Enrollment must occur within 90 days from the date of hire or you will automatically be enrolled in the FRS Investment Plan. All employees who fill an ORP eligible position are eligible to participate.

Starting early has its advantages

State contributions

When you participate in the ORP, the state automatically makes a contribution for you.  Effective, July 1, 2012, your employer contribution was reduced to 5.14% of compensation.  That percentage is in accordance with Section 121.35(4), Florida Statutes.

Employee mandatory contributions

ORP participants must continue to contribute 3% of compensation as retirement contributions, on a pre-tax basis.  Your employer will automatically deduct the employee contributions.  

Voluntary contributions

You may supplement your employer contributions by making pretax contributions to your voluntary ORP account. Employees may contribute by salary reduction an amount not to exceed the percentage contributed by the university (currently 5.14%). Additionally, the Internal Revenue Code (IRC) limits your employee contribution (see IRS contribution limit below). 

2025 contribution limit

Your contribution limit for 2025 is $23,500.

Voluntary catch-up contributions

You may also be eligible to contribute additional catch-up contributions if you meet the following conditions. Please consult with your financial professional to discuss your personal voluntary contribution limit.

2025 catch - up contributions

> An additional $3,000 if you have 15 more years of service and have undercontributed in prior years, and 

> An additional $7,500 if you are age 50 or older.

Vesting

Vesting is a participant’s right of ownership to the money in his or her plan account. You are always 100% vested in contributions made to the plan, plus any earnings they generate.

Accessing your money before retirement

Withdrawals

Your plan was established to encourage long-term savings, so withdrawals prior to age 59½ might be subject to federal restrictions and a 10% federal tax penalty. 

Generally, depending on your employer’s plan provisions, you may withdraw your vested account balance after you have been separated from service for 3 calendar months if you meet one of the following requirements: 

  • Early retirement (after age 55) or separation from service 
  • Your death or total disability

In addition, the Internal Revenue Service (IRS) requires you to take Required Minimum Distribution (RMD) withdrawals from your retirement account(s) annually beginning the year you reach the RMD eligible age.
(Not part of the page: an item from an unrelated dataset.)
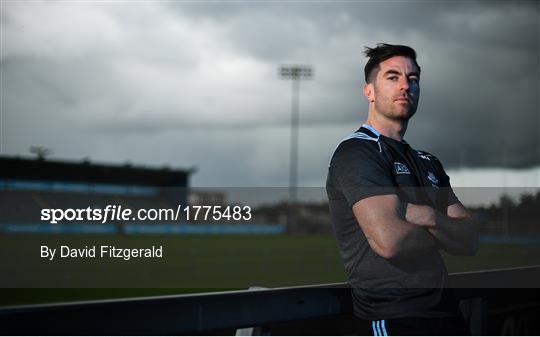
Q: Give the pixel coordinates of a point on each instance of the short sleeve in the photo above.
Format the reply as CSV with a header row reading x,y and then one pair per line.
x,y
451,198
359,170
RMD eligible age is:

  • Age 73 if you were born January 1, 1951, or later (The RMD eligible age will increase to age 75 after December 31, 2032)
  • Age 72 if you were born after June 30, 1949, and before January 1, 1951 (For individuals turning age 72 in 2023, no RMD payment is required in 2023)
  • Age 70 ½ if you were born before July 1, 1949.
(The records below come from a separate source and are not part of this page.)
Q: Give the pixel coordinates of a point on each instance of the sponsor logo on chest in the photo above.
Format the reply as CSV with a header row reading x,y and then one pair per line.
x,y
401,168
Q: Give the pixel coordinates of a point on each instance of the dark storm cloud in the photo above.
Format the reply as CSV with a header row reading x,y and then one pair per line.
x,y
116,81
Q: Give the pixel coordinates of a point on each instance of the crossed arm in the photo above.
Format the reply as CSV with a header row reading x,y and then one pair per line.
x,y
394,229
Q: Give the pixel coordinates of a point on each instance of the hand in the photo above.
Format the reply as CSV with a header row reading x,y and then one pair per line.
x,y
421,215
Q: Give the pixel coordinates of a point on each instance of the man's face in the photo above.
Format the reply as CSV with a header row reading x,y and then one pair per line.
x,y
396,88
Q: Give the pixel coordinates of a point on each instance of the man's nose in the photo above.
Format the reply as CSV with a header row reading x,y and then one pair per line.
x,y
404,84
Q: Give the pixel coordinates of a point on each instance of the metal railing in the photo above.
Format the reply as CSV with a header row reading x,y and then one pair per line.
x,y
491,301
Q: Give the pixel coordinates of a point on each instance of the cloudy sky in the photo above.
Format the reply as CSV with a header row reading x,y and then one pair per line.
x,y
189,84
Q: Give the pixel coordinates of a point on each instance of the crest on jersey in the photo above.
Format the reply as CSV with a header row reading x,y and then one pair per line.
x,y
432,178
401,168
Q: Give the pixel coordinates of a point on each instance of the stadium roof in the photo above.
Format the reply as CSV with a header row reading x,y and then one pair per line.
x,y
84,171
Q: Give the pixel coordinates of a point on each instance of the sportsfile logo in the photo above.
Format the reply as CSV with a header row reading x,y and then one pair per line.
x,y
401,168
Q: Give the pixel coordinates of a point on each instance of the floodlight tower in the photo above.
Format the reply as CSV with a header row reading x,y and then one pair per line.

Please be sure to check with the State’s ORP office to understand potential restrictions before withdrawing money from your ORP account.

Important considerations before deciding to move funds either into or out of a Corebridge Retirement Services account
There are many things to consider. For starters, you will want to carefully review and compare your existing account and the new account, including: fees and charges; guarantees and benefits; and, any limitations under either of the accounts. Also, you will want to know whether a surrender of your current account could result in charges. Your financial professional can help you review these and other important considerations. Consult a tax professional before making a decision to move funds either into or out of a Corebridge account.

Loans

Loans are not permitted in the plan.